Terry McAuliffe, circa 2004, as DNC Chair: “The Rules Are the Rules.”

Mark Nickolas has done an interesting bit of research (posted Friday on DailyKos) simply by reading former DNC Chairman Terry McAuliffe’s book, What a Party! It seems Mr.McAuliffe held a very different opinion about the necessity of the party chairman holding firm to the Democratic party rules concerning the scheduling of primaries, and the penalties that were established to prevent states from moving their primaries ahead of New Hampshire’s.

The excerpt follows (McAuliffe is speaking first-person.):

“I’m going outside the primary window,” [Michigan Sen. Carl Levin] told me definitively.

“If I allow you to do that, the whole system collapses,” I said. “We will have chaos. I let you make your case to the DNC, and we voted unanimously and you lost.”

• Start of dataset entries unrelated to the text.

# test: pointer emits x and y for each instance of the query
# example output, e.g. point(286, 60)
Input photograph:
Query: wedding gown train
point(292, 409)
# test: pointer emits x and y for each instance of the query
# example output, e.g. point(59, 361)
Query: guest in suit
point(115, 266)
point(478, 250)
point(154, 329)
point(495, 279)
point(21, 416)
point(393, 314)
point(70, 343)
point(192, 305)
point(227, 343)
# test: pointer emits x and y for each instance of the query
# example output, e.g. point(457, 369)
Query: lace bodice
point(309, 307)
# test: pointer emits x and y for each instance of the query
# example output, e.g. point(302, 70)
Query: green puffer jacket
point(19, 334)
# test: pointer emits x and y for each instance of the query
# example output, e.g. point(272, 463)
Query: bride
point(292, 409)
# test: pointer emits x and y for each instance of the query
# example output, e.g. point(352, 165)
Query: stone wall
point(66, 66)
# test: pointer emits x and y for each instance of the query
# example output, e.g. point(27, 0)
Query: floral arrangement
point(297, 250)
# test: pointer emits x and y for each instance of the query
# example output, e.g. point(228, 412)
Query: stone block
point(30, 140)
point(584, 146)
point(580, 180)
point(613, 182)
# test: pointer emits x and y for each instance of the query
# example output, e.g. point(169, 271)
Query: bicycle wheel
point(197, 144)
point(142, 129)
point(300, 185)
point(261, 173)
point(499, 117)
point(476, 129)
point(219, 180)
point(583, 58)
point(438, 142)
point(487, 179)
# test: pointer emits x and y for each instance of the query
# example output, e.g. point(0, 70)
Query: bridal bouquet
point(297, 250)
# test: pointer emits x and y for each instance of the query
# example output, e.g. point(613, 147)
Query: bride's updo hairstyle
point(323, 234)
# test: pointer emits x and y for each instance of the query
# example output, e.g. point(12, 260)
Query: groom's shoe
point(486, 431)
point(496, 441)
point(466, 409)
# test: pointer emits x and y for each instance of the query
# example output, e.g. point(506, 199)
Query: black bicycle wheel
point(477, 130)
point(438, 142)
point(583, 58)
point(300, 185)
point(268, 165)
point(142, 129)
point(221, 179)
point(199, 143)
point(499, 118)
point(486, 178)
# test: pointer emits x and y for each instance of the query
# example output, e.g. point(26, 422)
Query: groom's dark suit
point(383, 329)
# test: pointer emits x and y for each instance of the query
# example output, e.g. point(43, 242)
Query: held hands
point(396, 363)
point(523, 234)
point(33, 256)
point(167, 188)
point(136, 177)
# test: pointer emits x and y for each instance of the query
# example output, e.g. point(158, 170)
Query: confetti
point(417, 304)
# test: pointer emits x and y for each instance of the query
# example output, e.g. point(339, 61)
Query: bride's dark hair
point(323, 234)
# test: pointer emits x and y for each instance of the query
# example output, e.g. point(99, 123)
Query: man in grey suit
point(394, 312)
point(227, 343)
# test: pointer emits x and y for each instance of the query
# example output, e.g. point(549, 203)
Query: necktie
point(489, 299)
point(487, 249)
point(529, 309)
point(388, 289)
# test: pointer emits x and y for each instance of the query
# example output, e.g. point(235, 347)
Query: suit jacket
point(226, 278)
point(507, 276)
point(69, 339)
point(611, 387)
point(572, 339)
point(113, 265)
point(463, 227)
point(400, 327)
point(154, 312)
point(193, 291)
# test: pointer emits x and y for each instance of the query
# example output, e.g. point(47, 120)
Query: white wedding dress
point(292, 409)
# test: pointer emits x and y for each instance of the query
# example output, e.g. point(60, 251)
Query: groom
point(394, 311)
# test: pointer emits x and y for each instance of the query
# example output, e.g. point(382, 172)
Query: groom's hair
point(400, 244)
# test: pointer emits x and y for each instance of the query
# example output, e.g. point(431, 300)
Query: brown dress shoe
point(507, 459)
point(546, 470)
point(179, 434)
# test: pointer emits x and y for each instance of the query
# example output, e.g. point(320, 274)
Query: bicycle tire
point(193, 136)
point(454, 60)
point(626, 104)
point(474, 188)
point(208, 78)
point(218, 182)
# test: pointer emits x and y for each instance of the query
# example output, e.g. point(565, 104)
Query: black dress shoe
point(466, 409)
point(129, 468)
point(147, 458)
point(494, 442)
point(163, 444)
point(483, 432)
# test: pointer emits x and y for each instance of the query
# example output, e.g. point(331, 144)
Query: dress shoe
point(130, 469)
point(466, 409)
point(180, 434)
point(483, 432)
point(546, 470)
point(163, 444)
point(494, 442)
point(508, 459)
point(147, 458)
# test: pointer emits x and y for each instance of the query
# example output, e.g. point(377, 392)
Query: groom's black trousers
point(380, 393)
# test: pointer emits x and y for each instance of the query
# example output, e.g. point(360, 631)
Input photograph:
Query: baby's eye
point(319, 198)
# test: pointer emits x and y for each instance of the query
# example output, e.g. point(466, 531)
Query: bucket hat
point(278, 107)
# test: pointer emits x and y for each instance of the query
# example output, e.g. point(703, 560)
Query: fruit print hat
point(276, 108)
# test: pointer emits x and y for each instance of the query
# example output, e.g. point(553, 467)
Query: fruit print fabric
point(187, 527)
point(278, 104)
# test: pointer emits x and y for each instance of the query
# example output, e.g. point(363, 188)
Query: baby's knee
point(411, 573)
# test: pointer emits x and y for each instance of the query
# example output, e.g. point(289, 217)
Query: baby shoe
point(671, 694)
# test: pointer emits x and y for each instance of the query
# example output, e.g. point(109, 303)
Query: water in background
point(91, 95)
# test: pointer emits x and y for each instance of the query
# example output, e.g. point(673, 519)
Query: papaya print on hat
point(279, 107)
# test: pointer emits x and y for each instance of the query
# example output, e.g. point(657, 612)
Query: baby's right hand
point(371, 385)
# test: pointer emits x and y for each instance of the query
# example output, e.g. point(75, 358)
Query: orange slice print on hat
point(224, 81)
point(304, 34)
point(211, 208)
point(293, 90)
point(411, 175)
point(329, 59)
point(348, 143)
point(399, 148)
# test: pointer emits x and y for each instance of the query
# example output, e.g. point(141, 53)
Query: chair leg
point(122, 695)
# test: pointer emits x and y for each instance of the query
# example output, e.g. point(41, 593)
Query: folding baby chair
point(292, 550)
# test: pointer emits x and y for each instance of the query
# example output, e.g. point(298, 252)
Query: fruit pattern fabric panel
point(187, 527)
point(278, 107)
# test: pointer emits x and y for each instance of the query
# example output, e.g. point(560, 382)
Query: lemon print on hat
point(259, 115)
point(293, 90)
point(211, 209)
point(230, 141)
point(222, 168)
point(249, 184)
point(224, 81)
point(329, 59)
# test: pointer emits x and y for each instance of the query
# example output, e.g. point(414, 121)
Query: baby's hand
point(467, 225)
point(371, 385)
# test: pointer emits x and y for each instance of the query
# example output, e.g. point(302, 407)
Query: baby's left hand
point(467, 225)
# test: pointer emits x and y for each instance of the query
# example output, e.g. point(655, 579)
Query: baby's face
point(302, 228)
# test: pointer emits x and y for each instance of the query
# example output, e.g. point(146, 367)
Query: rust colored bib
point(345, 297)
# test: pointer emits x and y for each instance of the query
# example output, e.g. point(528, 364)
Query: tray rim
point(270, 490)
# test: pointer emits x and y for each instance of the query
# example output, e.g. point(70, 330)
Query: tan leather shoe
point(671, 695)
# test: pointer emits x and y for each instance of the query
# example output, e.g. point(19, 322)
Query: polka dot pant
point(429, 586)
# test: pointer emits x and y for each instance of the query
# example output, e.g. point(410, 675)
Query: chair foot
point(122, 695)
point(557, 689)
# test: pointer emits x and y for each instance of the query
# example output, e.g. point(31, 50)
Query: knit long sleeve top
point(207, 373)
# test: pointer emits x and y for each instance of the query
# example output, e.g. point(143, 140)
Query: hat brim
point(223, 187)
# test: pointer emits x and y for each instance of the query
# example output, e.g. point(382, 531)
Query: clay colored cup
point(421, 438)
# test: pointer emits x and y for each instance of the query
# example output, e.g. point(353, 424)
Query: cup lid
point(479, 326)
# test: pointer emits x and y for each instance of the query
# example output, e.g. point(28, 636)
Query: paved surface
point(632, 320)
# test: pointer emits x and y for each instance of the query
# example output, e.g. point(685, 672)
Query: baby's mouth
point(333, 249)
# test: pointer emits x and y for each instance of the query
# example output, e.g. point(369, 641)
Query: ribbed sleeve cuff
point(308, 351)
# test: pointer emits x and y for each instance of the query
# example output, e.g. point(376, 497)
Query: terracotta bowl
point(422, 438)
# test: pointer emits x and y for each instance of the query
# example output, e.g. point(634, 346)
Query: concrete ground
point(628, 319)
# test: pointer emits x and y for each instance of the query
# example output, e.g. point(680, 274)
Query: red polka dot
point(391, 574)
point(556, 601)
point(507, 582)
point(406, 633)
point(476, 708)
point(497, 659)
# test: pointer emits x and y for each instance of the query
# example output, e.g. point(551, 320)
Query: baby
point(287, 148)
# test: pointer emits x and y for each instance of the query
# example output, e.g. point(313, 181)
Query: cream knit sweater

He kept insisting that they were going to move up Michigan on their own, even though if they did that, they would lose half their delegates. By that point Carl and I were leaning toward each other over a table in the middle of the room, shouting and dropping the occasional expletive.

“You won’t deny us seats at the convention,” he said.

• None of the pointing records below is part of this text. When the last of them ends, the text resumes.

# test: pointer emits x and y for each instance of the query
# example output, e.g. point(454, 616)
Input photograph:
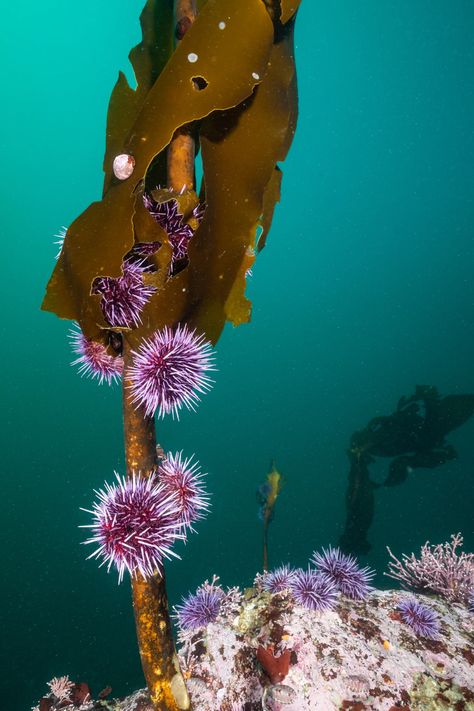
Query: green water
point(364, 290)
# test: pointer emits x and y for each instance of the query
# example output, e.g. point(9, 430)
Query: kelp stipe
point(217, 77)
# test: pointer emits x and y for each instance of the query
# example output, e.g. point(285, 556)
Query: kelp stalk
point(150, 601)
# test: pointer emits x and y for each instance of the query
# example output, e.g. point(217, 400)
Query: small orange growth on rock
point(275, 667)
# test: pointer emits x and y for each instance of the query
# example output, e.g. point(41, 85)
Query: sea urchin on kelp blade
point(231, 81)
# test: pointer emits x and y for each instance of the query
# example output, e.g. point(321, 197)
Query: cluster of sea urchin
point(344, 571)
point(422, 619)
point(201, 608)
point(124, 298)
point(136, 522)
point(182, 478)
point(93, 359)
point(313, 590)
point(169, 370)
point(179, 232)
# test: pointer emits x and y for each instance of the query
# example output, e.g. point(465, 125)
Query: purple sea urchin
point(279, 579)
point(61, 688)
point(183, 479)
point(167, 215)
point(199, 609)
point(313, 590)
point(423, 621)
point(124, 298)
point(94, 361)
point(169, 371)
point(136, 523)
point(344, 571)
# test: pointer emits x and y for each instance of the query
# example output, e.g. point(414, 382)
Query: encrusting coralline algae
point(358, 655)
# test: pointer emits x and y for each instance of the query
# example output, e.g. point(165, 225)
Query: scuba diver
point(413, 437)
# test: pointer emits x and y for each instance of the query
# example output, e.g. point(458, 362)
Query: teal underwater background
point(364, 290)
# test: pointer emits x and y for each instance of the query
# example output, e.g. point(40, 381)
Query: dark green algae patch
point(243, 120)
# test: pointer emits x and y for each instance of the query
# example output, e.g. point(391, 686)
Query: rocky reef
point(266, 652)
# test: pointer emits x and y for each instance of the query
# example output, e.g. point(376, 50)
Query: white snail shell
point(123, 166)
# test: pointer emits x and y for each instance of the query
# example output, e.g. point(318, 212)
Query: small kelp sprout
point(267, 494)
point(152, 272)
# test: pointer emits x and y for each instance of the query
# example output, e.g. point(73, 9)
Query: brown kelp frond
point(233, 84)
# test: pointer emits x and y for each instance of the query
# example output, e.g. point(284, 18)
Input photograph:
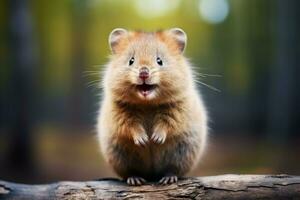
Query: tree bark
point(210, 187)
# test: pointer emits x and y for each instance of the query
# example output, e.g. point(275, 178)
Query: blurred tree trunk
point(21, 91)
point(77, 96)
point(283, 81)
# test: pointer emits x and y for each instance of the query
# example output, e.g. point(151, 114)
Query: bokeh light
point(213, 11)
point(155, 8)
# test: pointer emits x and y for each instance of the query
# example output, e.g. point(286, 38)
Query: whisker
point(207, 85)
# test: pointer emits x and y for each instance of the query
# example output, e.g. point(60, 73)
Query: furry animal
point(152, 124)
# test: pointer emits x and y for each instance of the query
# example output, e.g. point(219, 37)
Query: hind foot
point(168, 180)
point(134, 181)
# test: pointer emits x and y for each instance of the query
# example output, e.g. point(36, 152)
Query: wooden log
point(210, 187)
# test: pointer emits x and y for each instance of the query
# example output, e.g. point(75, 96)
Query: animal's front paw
point(133, 181)
point(159, 137)
point(140, 139)
point(168, 180)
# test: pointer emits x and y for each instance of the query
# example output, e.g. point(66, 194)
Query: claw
point(168, 180)
point(134, 181)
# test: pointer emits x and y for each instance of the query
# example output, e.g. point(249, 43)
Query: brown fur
point(174, 112)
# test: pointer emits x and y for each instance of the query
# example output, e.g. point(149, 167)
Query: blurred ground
point(75, 155)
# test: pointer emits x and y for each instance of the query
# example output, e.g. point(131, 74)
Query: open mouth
point(146, 89)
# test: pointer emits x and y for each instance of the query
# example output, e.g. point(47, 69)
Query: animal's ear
point(180, 37)
point(115, 37)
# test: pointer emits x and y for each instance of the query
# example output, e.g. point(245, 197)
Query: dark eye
point(159, 61)
point(131, 61)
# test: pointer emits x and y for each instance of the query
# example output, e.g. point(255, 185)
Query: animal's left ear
point(180, 37)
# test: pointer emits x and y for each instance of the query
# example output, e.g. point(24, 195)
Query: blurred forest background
point(51, 53)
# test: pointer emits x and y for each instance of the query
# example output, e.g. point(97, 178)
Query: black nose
point(144, 73)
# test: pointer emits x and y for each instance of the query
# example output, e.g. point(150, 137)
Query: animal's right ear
point(115, 38)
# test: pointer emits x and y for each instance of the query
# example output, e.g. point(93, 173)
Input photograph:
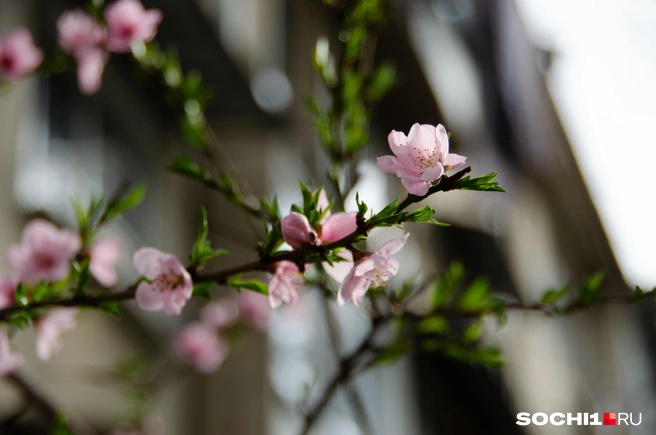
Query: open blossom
point(170, 285)
point(103, 256)
point(372, 271)
point(420, 158)
point(18, 55)
point(220, 313)
point(44, 253)
point(130, 23)
point(254, 309)
point(201, 347)
point(7, 289)
point(50, 328)
point(284, 284)
point(340, 269)
point(9, 361)
point(84, 38)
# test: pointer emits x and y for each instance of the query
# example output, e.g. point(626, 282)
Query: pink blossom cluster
point(44, 255)
point(202, 343)
point(372, 269)
point(90, 42)
point(18, 55)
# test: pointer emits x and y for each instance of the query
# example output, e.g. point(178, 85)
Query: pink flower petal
point(353, 285)
point(147, 262)
point(396, 139)
point(149, 298)
point(388, 164)
point(455, 161)
point(340, 269)
point(433, 173)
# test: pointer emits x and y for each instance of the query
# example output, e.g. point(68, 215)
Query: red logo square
point(610, 419)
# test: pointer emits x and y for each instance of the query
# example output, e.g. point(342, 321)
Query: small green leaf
point(113, 308)
point(122, 203)
point(484, 183)
point(21, 319)
point(476, 297)
point(553, 296)
point(202, 290)
point(448, 284)
point(184, 166)
point(472, 333)
point(249, 284)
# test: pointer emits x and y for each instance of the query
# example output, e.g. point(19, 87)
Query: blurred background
point(557, 96)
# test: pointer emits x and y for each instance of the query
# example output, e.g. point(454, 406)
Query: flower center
point(426, 160)
point(378, 277)
point(44, 261)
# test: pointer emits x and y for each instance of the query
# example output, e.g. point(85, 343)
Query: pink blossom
point(84, 38)
point(103, 256)
point(420, 158)
point(78, 32)
point(372, 271)
point(7, 290)
point(9, 361)
point(297, 231)
point(220, 313)
point(254, 309)
point(340, 269)
point(44, 253)
point(284, 284)
point(170, 285)
point(130, 23)
point(50, 328)
point(18, 55)
point(200, 347)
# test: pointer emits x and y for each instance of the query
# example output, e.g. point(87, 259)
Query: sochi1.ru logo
point(579, 419)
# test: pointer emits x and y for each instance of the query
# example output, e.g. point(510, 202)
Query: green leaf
point(381, 81)
point(420, 215)
point(483, 183)
point(472, 333)
point(590, 291)
point(202, 251)
point(122, 203)
point(21, 319)
point(82, 276)
point(113, 308)
point(249, 284)
point(21, 295)
point(391, 353)
point(553, 296)
point(448, 284)
point(476, 297)
point(59, 425)
point(202, 290)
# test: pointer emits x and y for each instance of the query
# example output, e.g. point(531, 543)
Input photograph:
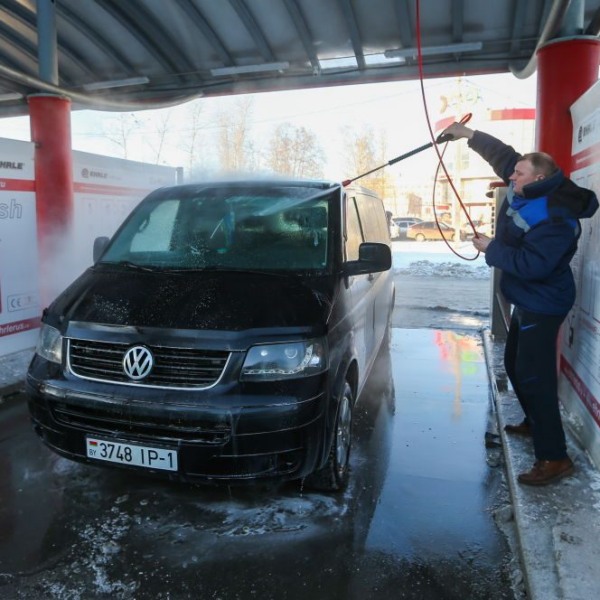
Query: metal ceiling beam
point(95, 38)
point(303, 32)
point(552, 24)
point(197, 18)
point(29, 20)
point(253, 29)
point(354, 32)
point(593, 27)
point(520, 11)
point(401, 7)
point(150, 34)
point(34, 84)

“Carl, take it to the bank,” I said. “They will not get a credential. The closest they’ll get to Boston will be watching it on television. I will not let you break this entire nominating process for one state. The rules are the rules. If you want to call my bluff, Carl, you go ahead and do it.”

“We glared at each other some more, but there was nothing much left to say. I was holding all the cards and Levin knew it.”

Of course now, McAuliffe is chair of Hillary Clinton’s campaign for president, and has a more elastic view of the rules. One might call it even a more Clintonian view of the rules. Although Clinton agreed not to campaign in either state (both censured by the DNC, their delegations being disallowed by DNC rules), she left her name on the ballot in both Michigan and Florida, thereby “winning” the most votes. So let us imagine current DNC Chairman Howard Dean taking a page from McAuliffe’s book (page #325, to be exact) and telling him today, in no uncertain terms:

“Terry, take it to the bank. Michigan and Florida will not get a credential. The closest they’ll get to Denver will be watching it on television. The rules are the rules.”